Charlie walked along blubbering behind his dad and whimpering with no words. He quieted to a sniffle after a while, and the group made a late camp off the side of the interstate. They built the fire and boiled pots of mixed soups and ate at the edge of the firelight, the night now a deep-oil black with only the stars. No shades of blue at the west edge of the sky.
While the men and women sat on mesh chairs and stumps and talked in low voices, Charlie stood at the edge of the camp and looked up toward the highway. He glanced back to see if anyone might notice him, and then he made through the sagebrush. Coming up onto the road, he looked south. Charlie saw nothing down the highway the direction they came from save the dark column of the asphalt going away and out of the fire’s light a little ways ahead. A black dog in that black night was impossible to see. He stepped forward as if to venture blind into the void, but he stopped. His own feet disappeared beneath him in the dark, and he grew hot and wet about the eyes. The night just outside the fire might have stretched out forever in all directions, and all of it was unseeable, and all of it was unknowable too, and perhaps nothing could abide it alone whether it be man or woman or boy or girl or dog.
Charlie ran down off the shoulder of the road and back to the campfire. He slowed to a stagger and stopped to bury his face in his dad’s chest. “We have to go back and find Ringo.”

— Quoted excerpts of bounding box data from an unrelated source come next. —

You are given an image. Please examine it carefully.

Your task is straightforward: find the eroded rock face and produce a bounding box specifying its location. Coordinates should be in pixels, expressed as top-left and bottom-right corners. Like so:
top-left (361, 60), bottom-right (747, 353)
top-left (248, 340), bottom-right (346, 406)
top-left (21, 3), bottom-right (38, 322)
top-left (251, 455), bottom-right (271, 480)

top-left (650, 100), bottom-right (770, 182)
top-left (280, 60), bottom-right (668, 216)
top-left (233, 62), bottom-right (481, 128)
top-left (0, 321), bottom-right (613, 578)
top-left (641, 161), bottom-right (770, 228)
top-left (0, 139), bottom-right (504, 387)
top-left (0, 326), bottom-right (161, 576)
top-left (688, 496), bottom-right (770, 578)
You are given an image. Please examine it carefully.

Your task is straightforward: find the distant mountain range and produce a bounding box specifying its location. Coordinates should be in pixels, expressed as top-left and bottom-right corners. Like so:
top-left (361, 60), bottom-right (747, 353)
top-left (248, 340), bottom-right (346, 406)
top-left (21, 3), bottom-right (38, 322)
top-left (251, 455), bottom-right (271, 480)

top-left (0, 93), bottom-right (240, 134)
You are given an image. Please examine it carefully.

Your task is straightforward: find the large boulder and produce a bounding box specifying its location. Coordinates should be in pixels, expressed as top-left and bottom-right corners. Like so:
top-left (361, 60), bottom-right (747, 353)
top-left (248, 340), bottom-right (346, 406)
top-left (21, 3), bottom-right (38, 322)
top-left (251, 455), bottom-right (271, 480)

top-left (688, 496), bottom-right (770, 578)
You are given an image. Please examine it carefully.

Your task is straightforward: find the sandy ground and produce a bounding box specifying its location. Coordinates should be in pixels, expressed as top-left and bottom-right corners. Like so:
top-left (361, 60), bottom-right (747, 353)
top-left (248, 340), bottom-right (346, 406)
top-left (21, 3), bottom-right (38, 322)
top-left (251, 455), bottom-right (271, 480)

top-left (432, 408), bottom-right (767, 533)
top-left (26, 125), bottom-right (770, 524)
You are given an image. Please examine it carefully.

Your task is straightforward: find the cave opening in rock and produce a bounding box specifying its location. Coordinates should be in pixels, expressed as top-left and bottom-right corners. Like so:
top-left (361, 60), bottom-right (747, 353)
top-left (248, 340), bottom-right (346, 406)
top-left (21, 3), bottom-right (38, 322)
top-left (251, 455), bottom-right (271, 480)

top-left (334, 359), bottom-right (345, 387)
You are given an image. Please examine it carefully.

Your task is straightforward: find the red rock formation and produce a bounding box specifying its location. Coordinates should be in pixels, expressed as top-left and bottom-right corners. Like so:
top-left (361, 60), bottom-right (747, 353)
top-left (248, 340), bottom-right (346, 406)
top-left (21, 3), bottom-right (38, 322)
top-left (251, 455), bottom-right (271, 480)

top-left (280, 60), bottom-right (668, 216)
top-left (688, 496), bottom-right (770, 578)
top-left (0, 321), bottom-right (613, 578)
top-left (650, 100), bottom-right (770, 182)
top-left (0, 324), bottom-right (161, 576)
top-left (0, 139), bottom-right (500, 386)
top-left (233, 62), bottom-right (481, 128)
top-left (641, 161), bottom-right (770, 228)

“Son, we’re not gonna get him back.”
“He’s out there.” He pulled on both his dad’s sleeves. “Who’s gonna help him if we don’t?”
The dad ran his fingers through the boy’s hair. “No one. If he hasn’t found us by morning, we’ll just have to move on.”
“But what if he’s still looking for us?”
“Maybe he will be.”
“Then we can’t leave. We have to stay.”
“We can’t stay.”
“Why not?”
“Son, Ringo’s old. He isn’t gonna live much longer anyways even if we do find him. But he’s been a good dog.”
Charlie started to whimper again.
“A lot of people have lost their dogs before. It’s part of life. And these days a lot of people are losing a lot more than their dogs. They’re losing their parents or their best friends. And they just have to move on same as us.”
Charlie didn’t cry less. He only pulled harder on his dad’s sleeves and cried himself all the way out until the fire was low to a glowing red patch, no flames escaping over the cinders.